Luanda - Face ao interesse que o artigo da semana passada despertou nos inúmeros leitores deste respeitado jornal, fui amavelmente convidado pela direcção a voltar a abordar nesta e em próximas edições “As Eleições Americanas” de 3 de Novembro que são sem sombra de dúvidas a par da actual pandemia de covid-19, uma das duas grandes questões de interesse da agenda politica mundial na actualidade.

Fonte: Jornal OPAIS

Para o efeito iremos analisar os erros do presidente em exercício Donald Trump que se arrisca a ser o 11.º presidente a falhar a reeleição e quebrar um ciclo de quase 30 anos de presidentes reconduzidos. Recordo que o último a não o conseguir foi George H.W. Bush, eleito em 1988 e rejeitado pelo eleitorado em 1992.

Se Donald Trump vier a perder as eleições norte-americanas para Joe Biden, o que não é ainda de todo assegurado, não deixará de haver quem aponte que essa derrota em muito se ficou a dever aos seus próprios erros.


Não me refiro sequer aqui a atitudes suas, bastante polémicas e mesmo questionáveis, como a partilha no Twitter de conteúdos falsos tais como a de uma fotomontagem com Biden num lar de idosos em cadeira de rodas, ou de diversos links para teorias de conspiração do grupo de extrema-direita QAnon. Mas sim a erros de juízo político, propriamente ditos.


Como exemplo, só recentemente com a criação de um designado ‘Plano Platina’ dirigido ao eleitorado afroamericano a campanha de Trump se viu compelida ao controlo dos danos verificados junto dessa mesma comunidade, depois do descalabro e do caos nas ruas que se seguiu à morte de George Floyd pela polícia de Minneapolis, revigorando o movimento Black Lives Matter de uma forma que levou ao envolvimento de mais de 20 milhões de cidadãos. Aliás, uma sondagem do Pew Research Center realizada em Junho deste ano demonstrou o apoio ao movimento pela maioria dos norte-americanos, independentemente dos grupos étnicos a que pertencem.


Para isso contribuiu bastante que, uma semana depois da morte de Floyd às mãos de um polícia, Trump tenha incendiado os ânimos quando ao anunciar uma melhoria nos números do desemprego afirmou que "Felizmente, George está a olhar para baixo agora e está a dizer: 'Isto é uma grande coisa a acontecer para o nosso país.
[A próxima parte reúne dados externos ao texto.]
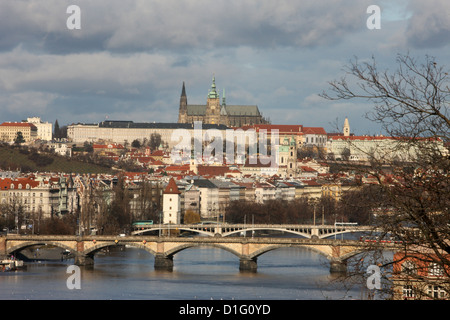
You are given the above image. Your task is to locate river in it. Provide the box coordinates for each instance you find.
[0,247,376,300]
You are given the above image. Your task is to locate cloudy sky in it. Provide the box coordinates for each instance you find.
[0,0,450,134]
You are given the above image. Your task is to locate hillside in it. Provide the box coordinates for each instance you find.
[0,145,113,173]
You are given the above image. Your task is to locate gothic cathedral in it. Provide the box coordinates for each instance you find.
[178,77,269,127]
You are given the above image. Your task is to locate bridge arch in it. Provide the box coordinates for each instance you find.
[165,243,242,258]
[6,240,76,254]
[82,241,156,257]
[249,244,333,261]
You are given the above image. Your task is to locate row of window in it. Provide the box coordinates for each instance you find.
[402,285,447,299]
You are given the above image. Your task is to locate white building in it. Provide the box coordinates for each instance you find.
[163,178,181,224]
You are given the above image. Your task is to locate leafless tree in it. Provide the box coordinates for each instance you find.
[321,54,450,298]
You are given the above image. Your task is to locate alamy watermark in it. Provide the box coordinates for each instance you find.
[66,265,81,290]
[66,4,81,30]
[366,265,381,290]
[66,4,381,30]
[366,5,381,30]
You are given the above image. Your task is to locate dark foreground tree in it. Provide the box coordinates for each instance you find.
[321,55,450,298]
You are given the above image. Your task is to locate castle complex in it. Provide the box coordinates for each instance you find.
[178,77,269,127]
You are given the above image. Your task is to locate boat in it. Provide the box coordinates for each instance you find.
[0,259,25,272]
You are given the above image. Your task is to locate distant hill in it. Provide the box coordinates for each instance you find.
[0,145,113,173]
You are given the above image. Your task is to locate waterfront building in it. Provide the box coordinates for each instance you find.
[392,248,450,300]
[0,122,37,143]
[163,178,181,224]
[0,175,77,218]
[27,117,53,141]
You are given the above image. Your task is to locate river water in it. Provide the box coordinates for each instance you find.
[0,247,376,300]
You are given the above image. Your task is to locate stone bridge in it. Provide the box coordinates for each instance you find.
[132,223,374,239]
[0,235,398,273]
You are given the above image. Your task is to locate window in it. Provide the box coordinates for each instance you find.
[403,285,414,298]
[428,262,444,277]
[402,260,417,275]
[428,285,445,299]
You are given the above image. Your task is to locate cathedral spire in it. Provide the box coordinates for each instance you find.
[208,76,219,99]
[181,81,186,97]
[222,89,227,106]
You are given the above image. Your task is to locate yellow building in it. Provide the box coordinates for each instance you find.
[0,122,37,142]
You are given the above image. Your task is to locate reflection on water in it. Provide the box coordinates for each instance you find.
[0,247,361,300]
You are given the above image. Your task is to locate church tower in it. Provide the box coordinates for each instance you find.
[178,81,187,123]
[205,77,220,124]
[344,118,350,137]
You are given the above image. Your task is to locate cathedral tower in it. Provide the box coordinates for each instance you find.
[344,118,350,137]
[178,81,187,123]
[205,77,220,124]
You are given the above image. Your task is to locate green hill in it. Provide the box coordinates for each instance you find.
[0,145,113,173]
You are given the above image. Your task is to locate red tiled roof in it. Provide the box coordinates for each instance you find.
[303,127,327,134]
[164,178,181,194]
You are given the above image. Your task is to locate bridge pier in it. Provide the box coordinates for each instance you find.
[74,254,94,266]
[330,259,347,273]
[155,253,173,271]
[239,258,258,272]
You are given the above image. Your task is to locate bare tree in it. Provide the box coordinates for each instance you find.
[321,54,450,298]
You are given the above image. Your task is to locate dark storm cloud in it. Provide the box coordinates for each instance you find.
[406,0,450,48]
[0,0,369,53]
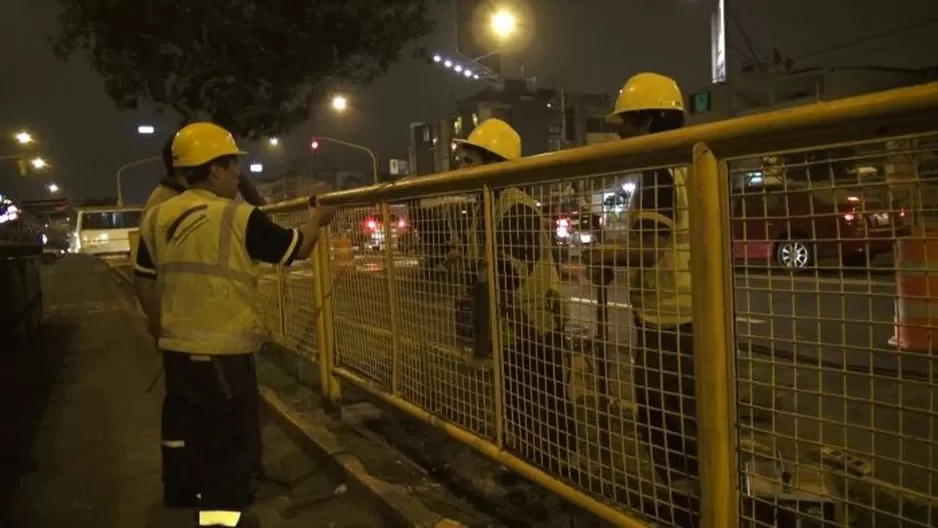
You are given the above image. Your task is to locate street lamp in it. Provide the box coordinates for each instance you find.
[332,95,348,112]
[491,9,518,39]
[309,136,378,185]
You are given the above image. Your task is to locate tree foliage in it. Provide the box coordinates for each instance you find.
[52,0,433,138]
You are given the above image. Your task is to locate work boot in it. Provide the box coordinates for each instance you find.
[195,512,261,528]
[163,485,199,508]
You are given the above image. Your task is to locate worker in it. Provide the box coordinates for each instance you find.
[143,128,264,214]
[135,129,267,507]
[134,123,334,526]
[586,73,697,516]
[450,118,575,477]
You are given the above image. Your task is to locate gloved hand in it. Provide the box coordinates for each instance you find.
[238,174,266,207]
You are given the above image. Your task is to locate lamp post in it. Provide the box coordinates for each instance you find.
[116,156,163,205]
[311,136,378,185]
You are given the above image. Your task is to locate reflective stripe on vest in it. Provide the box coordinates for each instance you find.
[494,187,570,343]
[144,189,265,355]
[629,168,692,326]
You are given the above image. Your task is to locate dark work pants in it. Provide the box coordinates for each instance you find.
[163,351,259,511]
[504,333,576,476]
[247,355,265,477]
[632,321,698,482]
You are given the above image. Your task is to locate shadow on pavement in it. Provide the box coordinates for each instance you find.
[0,324,74,526]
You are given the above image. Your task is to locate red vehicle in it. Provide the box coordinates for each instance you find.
[731,182,910,270]
[352,212,410,251]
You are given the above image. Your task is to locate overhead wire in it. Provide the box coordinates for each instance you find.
[792,14,938,61]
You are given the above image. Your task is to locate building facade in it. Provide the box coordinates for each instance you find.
[409,79,612,174]
[686,67,938,125]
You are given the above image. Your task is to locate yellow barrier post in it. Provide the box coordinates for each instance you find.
[312,227,342,412]
[688,143,739,528]
[482,185,505,449]
[127,229,140,277]
[275,266,287,341]
[381,202,401,395]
Um ótimo dia para ele, um ótimo dia para todos”. Afirmação cujo sentido que se recusou a explicar. A polémica, obviamente, seguiu-se.


Para além disso, defendeu símbolos dos Confederados que na Guerra Civil lutaram a favor da escravatura e colocou no Twitter, para depois apagar, um vídeo no qual um apoiante seu na Florida gritava "White power". Mais tarde, a Casa Branca alegou que Trump não ouvira essa frase. Resultado de tudo isto? A média das sondagens, de acordo com a CNN, mostra que junto dos eleitores afroamericanos Biden apresenta uma vantagem demolidora com 83% de favoráveis para os 8% de Trump.


Foi também nesse mesmo mês de Junho que a revista ‘Time’ escreveu num artigo que o actual presidente parecia estar “a entregar a presidência a Joe Biden como se fosse um bife bem passado com ketchup”. Nessa altura, já Trump acumulava erros profundos na gestão da pandemia da Covid 19 a somar à incapacidade mencionada de acalmar os ânimos em torno do tema da desigualdade racial.


Recorde-se que a pandemia já custou quase 220.000 vidas norte-americanas a números da Organização Mundial de Saúde a 22 de Outubro, data em que escrevo estas linhas (cf. em https://covid19.who.int). Acusado de não demonstrar empatia pública e de minar as mensagens de saúde pública da sua Administração, o resultado foi que noutra sondagem, esta da Reuter/Ipsos, apenas 37% dos americanos achassem que Trump lidava bem com a questão da pandemia, isto a juntar ao apenas um terço dos eleitores - em Estados cruciais para as eleições - que concordavam com a forma como Trump agiu face ao tema das tensões raciais e dos protestos que se seguiram.


Serão estes erros de gestão política suficientes para que a vitória, digamos assim, “caia no colo” do candidato democrata? É cedo para dizer. As sondagens analisam as tendências do voto popular mas as eleições marcadas para 3 de Novembro apenas servirão para que os cidadãos escolham os seus representantes para o Colégio Eleitoral e esse sim, a 14 de Dezembro, votará qual o candidato vencedor. Um sistema que correu mal para Hillary Clinton, apesar de ter obtido mais três milhões de votos do que Donald Trump junto dos eleitores directos.


Entretanto, os candidatos tentarão o tudo ou nada no debate que acontece esta quinta-feira (já madrugada de sexta-feira em Angola) e que terá novas regras para evitar o caos verificado no primeiro debate entre Biden e Trump, onde foram constantes as interrupções, sobretudo por parte do atual Presidente.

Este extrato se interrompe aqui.